It is Time for the Jedi to End: Several Thousand Words about Star Wars (and a few about Postmodernism)

There’s been quite a bit of hubbub about The Last Jedi out there on those internets since even before the movie released. Much has been made of Mark Hamill’s misgivings about the direction the story took Luke Skywalker. Based on its Rotten Tomatoes score, critics love the film while audiences (at least audiences motivated to leave a Rotten Tomatoes score) hate it. And many, many people have written better commentaries on the film than I can aspire to. This one by Arkady Martine on Holdo is excellent, in particular.

But I had S O M E    T H O U G H T S on the movie, so I figured I’d toss them out there. Non-spoiler overview first, then spoilery details later on.

Is TLJ a Garbage Fire with MASSIVE story problems and inconsistent characters?

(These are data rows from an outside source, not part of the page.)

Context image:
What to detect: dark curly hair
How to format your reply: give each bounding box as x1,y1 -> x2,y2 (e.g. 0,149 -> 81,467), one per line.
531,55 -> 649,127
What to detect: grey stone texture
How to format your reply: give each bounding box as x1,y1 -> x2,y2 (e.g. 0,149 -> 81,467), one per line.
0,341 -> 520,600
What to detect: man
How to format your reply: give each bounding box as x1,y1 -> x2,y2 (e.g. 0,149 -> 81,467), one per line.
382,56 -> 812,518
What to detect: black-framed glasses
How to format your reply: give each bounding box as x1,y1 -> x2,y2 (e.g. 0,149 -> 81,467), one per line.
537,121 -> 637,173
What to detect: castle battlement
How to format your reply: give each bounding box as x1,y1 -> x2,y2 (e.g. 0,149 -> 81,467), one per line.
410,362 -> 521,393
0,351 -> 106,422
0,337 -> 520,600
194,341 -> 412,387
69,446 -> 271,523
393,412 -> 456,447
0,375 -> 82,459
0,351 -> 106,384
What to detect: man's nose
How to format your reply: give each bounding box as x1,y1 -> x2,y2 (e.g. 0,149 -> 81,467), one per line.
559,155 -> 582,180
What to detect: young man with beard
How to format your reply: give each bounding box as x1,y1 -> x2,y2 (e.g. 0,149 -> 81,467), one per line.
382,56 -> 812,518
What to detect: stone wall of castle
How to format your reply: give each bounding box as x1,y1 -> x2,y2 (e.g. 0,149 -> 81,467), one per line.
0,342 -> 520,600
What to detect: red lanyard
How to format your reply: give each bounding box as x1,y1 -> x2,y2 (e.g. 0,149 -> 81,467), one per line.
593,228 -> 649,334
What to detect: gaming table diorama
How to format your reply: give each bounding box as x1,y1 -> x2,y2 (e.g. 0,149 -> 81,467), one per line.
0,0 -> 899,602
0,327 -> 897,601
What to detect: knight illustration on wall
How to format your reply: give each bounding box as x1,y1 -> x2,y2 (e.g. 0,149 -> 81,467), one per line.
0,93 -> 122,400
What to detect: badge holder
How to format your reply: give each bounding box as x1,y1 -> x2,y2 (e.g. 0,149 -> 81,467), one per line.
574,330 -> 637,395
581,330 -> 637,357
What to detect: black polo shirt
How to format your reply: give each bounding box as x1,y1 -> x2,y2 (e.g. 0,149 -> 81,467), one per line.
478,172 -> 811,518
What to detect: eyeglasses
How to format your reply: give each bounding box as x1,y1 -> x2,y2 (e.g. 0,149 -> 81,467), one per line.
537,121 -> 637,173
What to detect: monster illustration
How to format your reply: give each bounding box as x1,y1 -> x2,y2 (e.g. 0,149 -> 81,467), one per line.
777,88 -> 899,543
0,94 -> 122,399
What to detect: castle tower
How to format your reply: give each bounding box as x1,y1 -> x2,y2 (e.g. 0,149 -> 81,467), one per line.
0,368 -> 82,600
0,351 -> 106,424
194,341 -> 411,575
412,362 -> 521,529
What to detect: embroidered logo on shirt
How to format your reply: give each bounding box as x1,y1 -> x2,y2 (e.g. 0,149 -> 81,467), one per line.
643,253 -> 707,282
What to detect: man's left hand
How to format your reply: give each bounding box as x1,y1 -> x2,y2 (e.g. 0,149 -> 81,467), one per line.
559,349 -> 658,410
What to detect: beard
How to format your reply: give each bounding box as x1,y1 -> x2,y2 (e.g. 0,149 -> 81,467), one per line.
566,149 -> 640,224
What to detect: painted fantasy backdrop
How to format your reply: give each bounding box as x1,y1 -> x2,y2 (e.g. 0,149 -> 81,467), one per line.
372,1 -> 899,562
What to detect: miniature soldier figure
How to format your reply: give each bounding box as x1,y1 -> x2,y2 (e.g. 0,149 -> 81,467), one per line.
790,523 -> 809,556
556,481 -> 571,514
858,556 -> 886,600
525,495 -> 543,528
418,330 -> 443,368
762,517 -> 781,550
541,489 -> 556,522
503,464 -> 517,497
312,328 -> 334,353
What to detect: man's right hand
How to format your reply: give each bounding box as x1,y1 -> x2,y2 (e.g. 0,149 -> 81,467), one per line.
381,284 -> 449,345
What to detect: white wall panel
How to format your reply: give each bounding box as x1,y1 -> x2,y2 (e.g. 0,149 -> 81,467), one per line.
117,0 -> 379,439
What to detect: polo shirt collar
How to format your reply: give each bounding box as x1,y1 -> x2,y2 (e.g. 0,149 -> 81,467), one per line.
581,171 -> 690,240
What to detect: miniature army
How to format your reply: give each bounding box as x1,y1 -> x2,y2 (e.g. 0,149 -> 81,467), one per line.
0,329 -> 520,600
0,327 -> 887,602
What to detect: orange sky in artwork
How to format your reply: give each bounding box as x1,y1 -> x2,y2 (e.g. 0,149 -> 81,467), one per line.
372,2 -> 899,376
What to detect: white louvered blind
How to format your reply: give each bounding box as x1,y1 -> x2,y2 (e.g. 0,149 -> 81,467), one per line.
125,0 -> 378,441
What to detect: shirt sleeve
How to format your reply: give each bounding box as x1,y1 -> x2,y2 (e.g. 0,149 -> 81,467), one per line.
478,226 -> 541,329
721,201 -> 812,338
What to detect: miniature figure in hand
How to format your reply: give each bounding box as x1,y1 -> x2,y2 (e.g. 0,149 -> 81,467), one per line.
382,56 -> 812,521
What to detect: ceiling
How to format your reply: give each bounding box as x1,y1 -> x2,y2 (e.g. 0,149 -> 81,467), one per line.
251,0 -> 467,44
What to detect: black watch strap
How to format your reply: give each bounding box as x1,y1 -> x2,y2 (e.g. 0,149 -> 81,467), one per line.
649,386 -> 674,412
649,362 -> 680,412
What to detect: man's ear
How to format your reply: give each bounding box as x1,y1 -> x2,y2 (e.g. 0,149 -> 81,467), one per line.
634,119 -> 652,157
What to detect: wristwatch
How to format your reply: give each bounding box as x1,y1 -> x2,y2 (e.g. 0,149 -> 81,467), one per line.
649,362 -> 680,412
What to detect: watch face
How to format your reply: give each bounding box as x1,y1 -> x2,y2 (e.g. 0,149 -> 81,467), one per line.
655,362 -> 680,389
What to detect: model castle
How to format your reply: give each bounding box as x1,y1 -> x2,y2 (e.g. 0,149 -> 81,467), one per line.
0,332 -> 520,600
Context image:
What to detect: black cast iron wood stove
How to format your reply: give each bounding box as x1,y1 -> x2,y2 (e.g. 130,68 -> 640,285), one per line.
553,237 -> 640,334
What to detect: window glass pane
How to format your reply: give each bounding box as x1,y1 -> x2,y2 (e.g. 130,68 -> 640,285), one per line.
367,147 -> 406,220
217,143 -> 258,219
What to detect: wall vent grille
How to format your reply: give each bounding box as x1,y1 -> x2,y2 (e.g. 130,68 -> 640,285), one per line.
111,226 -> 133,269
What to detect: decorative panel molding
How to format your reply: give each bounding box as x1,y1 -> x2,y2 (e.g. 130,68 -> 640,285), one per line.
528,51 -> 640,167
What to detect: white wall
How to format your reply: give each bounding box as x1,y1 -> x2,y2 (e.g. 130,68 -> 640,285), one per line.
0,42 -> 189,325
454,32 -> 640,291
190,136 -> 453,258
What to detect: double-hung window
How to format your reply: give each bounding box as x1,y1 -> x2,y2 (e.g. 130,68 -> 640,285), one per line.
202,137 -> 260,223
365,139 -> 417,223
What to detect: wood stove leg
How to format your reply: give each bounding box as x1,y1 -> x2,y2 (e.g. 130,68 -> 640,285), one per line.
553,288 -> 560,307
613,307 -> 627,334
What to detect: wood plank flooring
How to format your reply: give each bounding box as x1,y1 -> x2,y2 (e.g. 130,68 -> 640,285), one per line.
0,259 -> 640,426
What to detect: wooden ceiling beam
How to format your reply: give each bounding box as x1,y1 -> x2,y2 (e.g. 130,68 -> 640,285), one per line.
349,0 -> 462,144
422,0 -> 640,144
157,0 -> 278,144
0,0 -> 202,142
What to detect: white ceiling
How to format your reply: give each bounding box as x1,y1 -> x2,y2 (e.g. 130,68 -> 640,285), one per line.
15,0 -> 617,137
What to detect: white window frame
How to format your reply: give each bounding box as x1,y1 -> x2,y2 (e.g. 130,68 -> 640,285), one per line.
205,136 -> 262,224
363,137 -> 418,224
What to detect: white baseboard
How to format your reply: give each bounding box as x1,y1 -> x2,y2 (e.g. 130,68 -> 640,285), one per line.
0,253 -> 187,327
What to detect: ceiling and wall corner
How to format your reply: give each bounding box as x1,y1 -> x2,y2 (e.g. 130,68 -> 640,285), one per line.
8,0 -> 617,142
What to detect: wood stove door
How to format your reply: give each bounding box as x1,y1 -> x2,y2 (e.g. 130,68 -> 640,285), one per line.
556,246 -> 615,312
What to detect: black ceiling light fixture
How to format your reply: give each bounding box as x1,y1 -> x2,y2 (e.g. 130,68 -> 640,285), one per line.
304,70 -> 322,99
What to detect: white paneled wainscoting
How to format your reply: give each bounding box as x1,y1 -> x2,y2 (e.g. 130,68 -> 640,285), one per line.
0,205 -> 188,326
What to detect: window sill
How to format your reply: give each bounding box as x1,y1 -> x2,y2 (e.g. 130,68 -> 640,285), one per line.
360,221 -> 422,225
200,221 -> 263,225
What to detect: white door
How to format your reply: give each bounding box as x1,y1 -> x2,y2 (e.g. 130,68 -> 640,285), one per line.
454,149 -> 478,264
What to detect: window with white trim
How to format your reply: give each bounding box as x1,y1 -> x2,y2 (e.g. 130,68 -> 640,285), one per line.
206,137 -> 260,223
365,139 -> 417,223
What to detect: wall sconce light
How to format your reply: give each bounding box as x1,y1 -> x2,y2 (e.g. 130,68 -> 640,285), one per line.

No. I loved it. While watching it, I was swept along, and thoroughly enthralled (except during one bit, but I’ll talk about that later). I felt feelings when the filmmakers wanted me to. I was awed, amused, and devastated at appropriate times. The character writing was superb (the best part of the movie, honestly–especially Luke, though it feels odd to disagree with Mark Hamill on that point). The plot accomplished what it needed to, and at times was some of the most thematically powerful storytelling Star Wars has ever done, though I think it could have been stronger. The major weaknesses, however, result from flaws in The Force Awakens, not The Last Jedi itself (PLOT TWIST!)

Is TLJ kind of unusual for a Star Wars film, with THINGS to say about the Star Wars mythos that might upset long time fans?

Maybe? As I long time fan I LOVED the things that TLJ had to say about the Jedi, about the consequences of a galaxy locked in perpetual warfare, and about the burden of legacy. I’m personally baffled by the backlash to the movie. It felt tonally in line with the original trilogy, and if its interesting new take on the Force and the Jedi was disruptive of anything it was disruptive of the Jedi-as-presented in the prequels, not the Jedi as presented by Ben Kenobi and Yoda in the original trilogy.

So why are people so dang cranky about this movie?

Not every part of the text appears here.